I would Rather have to full of a sump Than water all over the floor if the water is flooding out of the top of the tank on to the floor than your pump is putting more water in the tank that the overflow can handle. Maybe you can add another overflow and have double skimmin capacity and keep your pump.


----------



## Freemananana (Jan 2, 2015)

Your pump is too strong. You're overworking the overflow. You are also using the least efficient overflow design. My best suggestion is to get an auto top of sensor and hook it to your return pump. Set it up so the pump turns off when the water level in the display tank rises too much. You also need to dial back the return pump. Your overflow should be rated at TWICE what your return pump is running at. That is how most of us size the overflow. The overflow will never flood your sump, if your sump is appropriately sized, but your return pump can easily flood the tank. 

I had zero issues with my sump setup flooding. The only issue I had was getting enough flow through the tank. I highly suggest drilling your tank if you wish to keep a sump. It is the safest method of utilizing a sump, no exceptions. A single pipe overflow like you have is the noisiest, most temperamental, most prone to failure, sump option available. 

The overflow, when functioning properly, will set the water level in the tank and it will not fluctuate.


----------



## Clear Water (Sep 20, 2014)

You have 2000 gallon pump with overflow that takes up to 300 gallon and hour. You got way more pump then you need. I really think you either need to down size your pump or increase your overflow to be able to handle pump that size. I have seen this before and water on the floor is just one of the problems that can happen with this problem. Your pump could run dry so fast with that volume with out enough return water. I also take it you have a vale on your return or you would be over flowing the tank all the time.


----------



## trailsnale (Dec 2, 2009)

i installed 2 m-1's on my tank a couple weeks ago. love them.
however, in replacing my old pumps i did need to fiddle with the overflow valves. what became clear, very quickly:laugh2:, was that i needed to reduce each pump to a 'level 5' (or have 5 lights lit up). this major adjustment on the volume side allowed me to then tweak the valves to my desired flow.

at feeding time, i reduce the pumps to 'level 1'. then return to '5' after the food has been cleared up. no further adjustment has ever been needed.

great pump...just tweak it from the pump/volume side rather than your overflow side. i agree with other posters that you may just have too much volume going thru your system.

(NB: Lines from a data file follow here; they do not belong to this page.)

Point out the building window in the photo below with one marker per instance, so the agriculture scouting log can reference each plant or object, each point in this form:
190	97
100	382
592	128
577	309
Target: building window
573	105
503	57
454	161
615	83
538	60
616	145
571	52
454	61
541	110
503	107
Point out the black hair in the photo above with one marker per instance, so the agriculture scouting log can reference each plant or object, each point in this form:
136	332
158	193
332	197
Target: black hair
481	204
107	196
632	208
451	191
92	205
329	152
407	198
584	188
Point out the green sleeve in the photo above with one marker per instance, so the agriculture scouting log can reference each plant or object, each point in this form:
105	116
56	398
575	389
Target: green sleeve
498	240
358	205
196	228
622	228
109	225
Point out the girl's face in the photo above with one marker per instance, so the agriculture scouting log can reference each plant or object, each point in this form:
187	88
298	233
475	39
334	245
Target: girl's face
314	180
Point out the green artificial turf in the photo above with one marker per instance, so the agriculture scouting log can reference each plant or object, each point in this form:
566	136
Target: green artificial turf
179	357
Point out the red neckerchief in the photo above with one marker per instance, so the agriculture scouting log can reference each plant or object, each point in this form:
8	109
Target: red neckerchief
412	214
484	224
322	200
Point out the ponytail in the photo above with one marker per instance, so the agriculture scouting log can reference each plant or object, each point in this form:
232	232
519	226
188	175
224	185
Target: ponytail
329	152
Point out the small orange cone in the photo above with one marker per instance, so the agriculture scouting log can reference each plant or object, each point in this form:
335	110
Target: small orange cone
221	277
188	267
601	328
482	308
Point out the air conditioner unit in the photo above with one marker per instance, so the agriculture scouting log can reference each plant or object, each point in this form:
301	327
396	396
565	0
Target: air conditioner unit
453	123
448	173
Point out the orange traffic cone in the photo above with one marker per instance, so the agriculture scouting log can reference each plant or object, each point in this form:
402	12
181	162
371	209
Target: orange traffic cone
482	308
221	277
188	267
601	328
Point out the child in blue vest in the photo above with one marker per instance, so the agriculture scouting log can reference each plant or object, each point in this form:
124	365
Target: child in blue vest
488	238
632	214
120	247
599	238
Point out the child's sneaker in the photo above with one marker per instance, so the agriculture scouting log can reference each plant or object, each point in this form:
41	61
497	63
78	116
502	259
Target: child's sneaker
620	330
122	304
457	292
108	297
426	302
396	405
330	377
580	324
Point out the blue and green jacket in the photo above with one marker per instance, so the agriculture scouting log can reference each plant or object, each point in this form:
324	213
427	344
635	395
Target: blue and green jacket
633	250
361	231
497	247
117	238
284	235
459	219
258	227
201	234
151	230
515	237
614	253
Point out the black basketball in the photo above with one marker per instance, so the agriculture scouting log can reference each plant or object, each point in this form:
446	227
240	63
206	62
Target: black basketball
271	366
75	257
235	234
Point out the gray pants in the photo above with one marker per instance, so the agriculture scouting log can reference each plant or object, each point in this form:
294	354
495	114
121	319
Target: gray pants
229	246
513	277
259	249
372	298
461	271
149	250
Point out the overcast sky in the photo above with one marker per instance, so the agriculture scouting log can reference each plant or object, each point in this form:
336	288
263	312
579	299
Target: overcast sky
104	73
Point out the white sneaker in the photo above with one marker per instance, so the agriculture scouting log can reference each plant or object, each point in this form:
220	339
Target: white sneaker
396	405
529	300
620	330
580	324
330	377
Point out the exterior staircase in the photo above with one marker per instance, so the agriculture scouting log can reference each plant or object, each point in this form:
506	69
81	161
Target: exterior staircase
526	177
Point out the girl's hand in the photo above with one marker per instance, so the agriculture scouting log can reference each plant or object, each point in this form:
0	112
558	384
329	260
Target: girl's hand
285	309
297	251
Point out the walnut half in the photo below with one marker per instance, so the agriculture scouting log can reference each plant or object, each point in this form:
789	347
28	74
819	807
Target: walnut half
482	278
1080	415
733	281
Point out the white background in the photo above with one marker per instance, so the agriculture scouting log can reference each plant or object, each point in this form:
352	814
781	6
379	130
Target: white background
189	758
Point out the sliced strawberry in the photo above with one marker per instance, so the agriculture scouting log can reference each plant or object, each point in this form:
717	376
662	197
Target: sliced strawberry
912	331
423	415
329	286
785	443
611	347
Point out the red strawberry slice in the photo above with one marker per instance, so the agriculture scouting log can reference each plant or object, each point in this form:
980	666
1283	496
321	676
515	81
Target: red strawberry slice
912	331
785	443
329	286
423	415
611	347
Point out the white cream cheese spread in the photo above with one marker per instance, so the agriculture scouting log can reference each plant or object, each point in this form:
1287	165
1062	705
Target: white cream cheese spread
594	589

fwiw, i've also noticed that sumps generally require minor adjustments to flow before you can see the result. i'll typically turn a valve by a 1/4 inch, then wait 15-20 minutes to see what happens to the overall flow before making the next adjustment. my .02


----------



## Balkin (May 26, 2016)

Its an adjustable pump just dial down the flow until it works the way you need it to!!


----------



## Joshism (Nov 26, 2015)

Ok, we need to know what is the culprit to the flooding. Is it:

1. The return pump overflowing because the Mame overflow rate is not sufficient, or

2. The electricity went out, and the sump was over filled, or

3. Electricity went out, and you lost siphon, or

4. Other


----------



## Clinton Parsons (Apr 11, 2016)

Oh wow thanks for the replies, guys! I will take some pictures. It's a 90-P (48 gallon) tank with a 45-P sump. I just got a more conventional high-walled sump (A reef octopus 80) and better tubing to install today. 

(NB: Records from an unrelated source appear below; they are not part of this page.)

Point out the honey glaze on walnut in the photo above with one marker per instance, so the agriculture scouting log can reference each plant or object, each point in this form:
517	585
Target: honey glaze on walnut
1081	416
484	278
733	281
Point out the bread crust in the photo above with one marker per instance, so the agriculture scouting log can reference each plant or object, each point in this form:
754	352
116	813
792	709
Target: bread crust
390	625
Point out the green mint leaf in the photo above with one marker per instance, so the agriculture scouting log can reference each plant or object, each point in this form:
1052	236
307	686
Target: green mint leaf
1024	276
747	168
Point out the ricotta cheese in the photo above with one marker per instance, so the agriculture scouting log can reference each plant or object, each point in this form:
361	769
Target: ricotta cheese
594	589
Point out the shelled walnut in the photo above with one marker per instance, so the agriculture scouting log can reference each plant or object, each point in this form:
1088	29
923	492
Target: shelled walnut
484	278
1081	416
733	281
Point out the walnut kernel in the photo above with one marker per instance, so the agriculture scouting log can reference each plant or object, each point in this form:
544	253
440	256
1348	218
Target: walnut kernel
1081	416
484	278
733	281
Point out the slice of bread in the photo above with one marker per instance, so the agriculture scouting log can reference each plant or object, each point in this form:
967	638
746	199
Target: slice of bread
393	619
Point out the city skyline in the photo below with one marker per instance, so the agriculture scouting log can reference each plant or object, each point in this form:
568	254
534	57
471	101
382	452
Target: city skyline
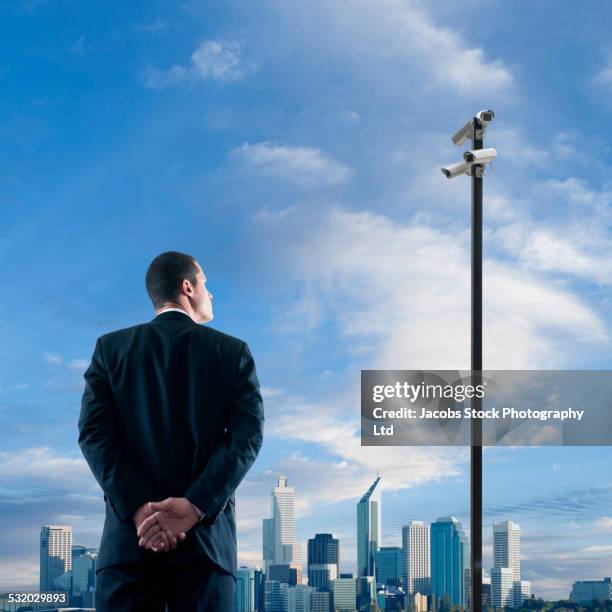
276	144
61	567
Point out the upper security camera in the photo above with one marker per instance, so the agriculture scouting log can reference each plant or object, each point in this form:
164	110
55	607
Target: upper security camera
484	117
480	156
456	169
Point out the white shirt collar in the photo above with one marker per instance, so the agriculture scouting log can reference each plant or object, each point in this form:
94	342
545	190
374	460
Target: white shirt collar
176	309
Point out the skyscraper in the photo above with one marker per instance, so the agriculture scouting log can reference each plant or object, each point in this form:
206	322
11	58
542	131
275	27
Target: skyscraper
389	566
416	569
55	554
507	547
267	543
368	529
84	574
245	589
507	588
283	515
323	560
449	559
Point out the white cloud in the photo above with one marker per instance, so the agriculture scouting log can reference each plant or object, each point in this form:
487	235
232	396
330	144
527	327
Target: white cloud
79	364
604	77
399	294
42	465
391	36
582	250
212	60
302	166
604	522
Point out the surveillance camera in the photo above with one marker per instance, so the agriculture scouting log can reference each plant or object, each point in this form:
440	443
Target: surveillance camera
483	116
456	169
480	156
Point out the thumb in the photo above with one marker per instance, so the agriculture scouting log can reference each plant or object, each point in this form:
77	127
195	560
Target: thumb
162	505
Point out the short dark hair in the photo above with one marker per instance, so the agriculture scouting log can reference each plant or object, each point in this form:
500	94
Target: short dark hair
165	275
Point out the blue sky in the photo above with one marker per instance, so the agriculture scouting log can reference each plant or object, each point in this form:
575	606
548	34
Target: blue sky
294	149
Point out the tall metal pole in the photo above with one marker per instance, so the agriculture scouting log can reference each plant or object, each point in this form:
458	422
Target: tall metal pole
476	342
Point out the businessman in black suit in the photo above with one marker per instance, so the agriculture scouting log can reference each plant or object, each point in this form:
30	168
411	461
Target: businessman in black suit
171	421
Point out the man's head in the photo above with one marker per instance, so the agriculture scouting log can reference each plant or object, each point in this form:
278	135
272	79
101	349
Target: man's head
176	279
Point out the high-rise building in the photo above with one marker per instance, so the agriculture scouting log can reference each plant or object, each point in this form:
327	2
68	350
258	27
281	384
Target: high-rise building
584	591
320	575
344	594
320	601
389	566
507	554
502	587
276	596
55	554
323	548
507	547
267	543
260	599
522	591
283	515
416	569
449	559
83	575
245	589
368	529
486	593
323	560
299	598
366	592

I DO hear a gurgling noise sometimes, like a burp. I don't really want to get a different overflow, I just want this one to work. The minimal design was very important to me. I actually have a canister filter in addition to the sump, but I wanted a sump to run a reactor in, keep my probes and twinstar hidden, etc. 

It's an adjustable pump but no where in the literature included does it say "level seven = X GHP, level eight = X gph etc etc" 

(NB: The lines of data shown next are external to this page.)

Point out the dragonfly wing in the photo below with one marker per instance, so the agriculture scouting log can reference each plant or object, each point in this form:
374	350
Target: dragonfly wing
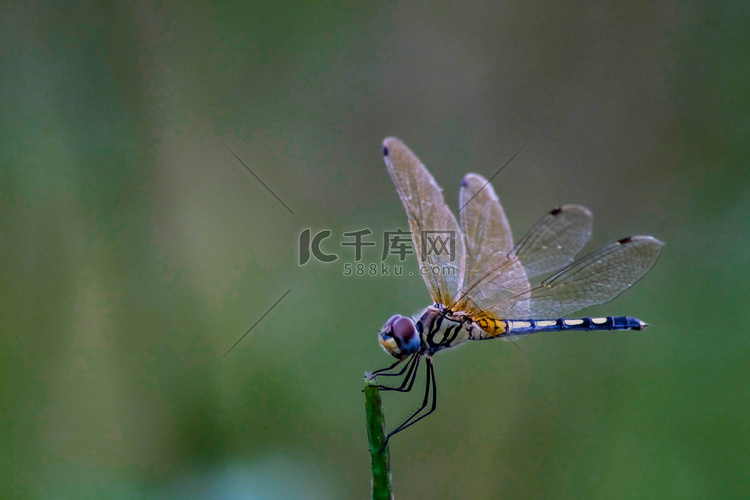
595	279
555	240
438	241
492	280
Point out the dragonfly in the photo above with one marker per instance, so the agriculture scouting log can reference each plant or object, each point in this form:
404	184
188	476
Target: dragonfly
483	285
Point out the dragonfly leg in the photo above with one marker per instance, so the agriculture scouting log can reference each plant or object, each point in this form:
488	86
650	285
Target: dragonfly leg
431	386
408	381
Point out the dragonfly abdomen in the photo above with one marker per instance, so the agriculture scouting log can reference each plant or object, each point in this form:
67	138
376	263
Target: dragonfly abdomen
528	326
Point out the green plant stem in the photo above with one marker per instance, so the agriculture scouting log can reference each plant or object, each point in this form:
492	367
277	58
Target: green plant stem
382	487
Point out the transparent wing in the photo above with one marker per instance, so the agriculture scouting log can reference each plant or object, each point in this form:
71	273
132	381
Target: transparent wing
555	240
492	280
438	241
595	279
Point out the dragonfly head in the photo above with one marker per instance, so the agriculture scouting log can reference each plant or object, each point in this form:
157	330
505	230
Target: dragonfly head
399	337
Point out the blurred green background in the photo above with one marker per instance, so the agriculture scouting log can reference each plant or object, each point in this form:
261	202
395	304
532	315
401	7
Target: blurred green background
136	249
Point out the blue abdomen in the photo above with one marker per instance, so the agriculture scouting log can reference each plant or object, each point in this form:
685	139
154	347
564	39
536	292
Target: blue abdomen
528	326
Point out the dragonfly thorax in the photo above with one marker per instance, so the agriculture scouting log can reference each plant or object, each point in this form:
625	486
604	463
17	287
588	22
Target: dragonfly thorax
437	328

Electricity didn't go out, and the vectra is attached to a battery backup in case that ever happens. I didn't lose the siphon FWIW, and if the power ever goes it the mame is supposed to automatically recover it's siphon. 

Trailsnail, what do you mean by too much volume going through my system? Also I do not have any valves, should I attach a double-tap connector to the pump? 

Today is going to be dedicated to drying up the carpet and getting my sump stabilized. 

Mame makes one of these, would I need two or just one? https://saltwater-conversion.com/collections/mame/products/mame-design-float-switch

PS: Wouldn't the water drain from the tank at the same speed regardless of what pump I use?


----------



## Clinton Parsons (Apr 11, 2016)

Joshism said:


> I have no idea what your setup looks like. You've got to shut off your return pump, drain your aquarium down to your sump. Once the sump is full, pull your drain out of the aquarium water. That aquarium water line will be the line where your drain needs to stop draining. Adjust your drain pipe up to that level, so that it would stop draining at that line.


I'm sorry, I just don't understand what you are saying? Could you rephrase it maybe? I am kind of dense sometimes lol.


----------



## _alex_ (Apr 22, 2016)

Your overflow choice is not a good one for the amount of water your trying to move. You need a Herbie style or bean animal style overflow. 


Sent from my iPhone using Tapatalk


----------



## _alex_ (Apr 22, 2016)

And no water won't drain from the tank regardless of what pump you use. A 1" pipe can handle about 1000 gph at full syphon. And be very noisy at that. If your moving more water than your drain can handle it will never balance out. 


Sent from my iPhone using Tapatalk


----------



## Joshism (Nov 26, 2015)

Clinton Parsons said:


> I'm sorry, I just don't understand what you are saying? Could you rephrase it maybe? I am kind of dense sometimes lol.


What I meant was, if the problem is flooding due to electricity going out, try this: 

Think of your Mame overflow as a simple aquarium vacuum hose. Turn off your return pump. Once you've filled your sump, pull out the hose, or else it'll flood the house. That sets your water level in your aquarium. Your Mame overflow should now be set at that water level only. Any deeper, and it'll suck out water to the floor.

Also, no matter how over powered your return pump is, if you attach a valve, it'll limit the amount of water returning into the aquarium.

I didn't read your other post until now LOL. So you probably need to adjust your pump or attach a valve to the return hose. Either that, or your output needs to drain more water than your return hose can put in. That Mame Automatic Top Off should work. You only need one. 



Clinton Parsons said:


> PS: Wouldn't the water drain from the tank at the same speed regardless of what pump I use?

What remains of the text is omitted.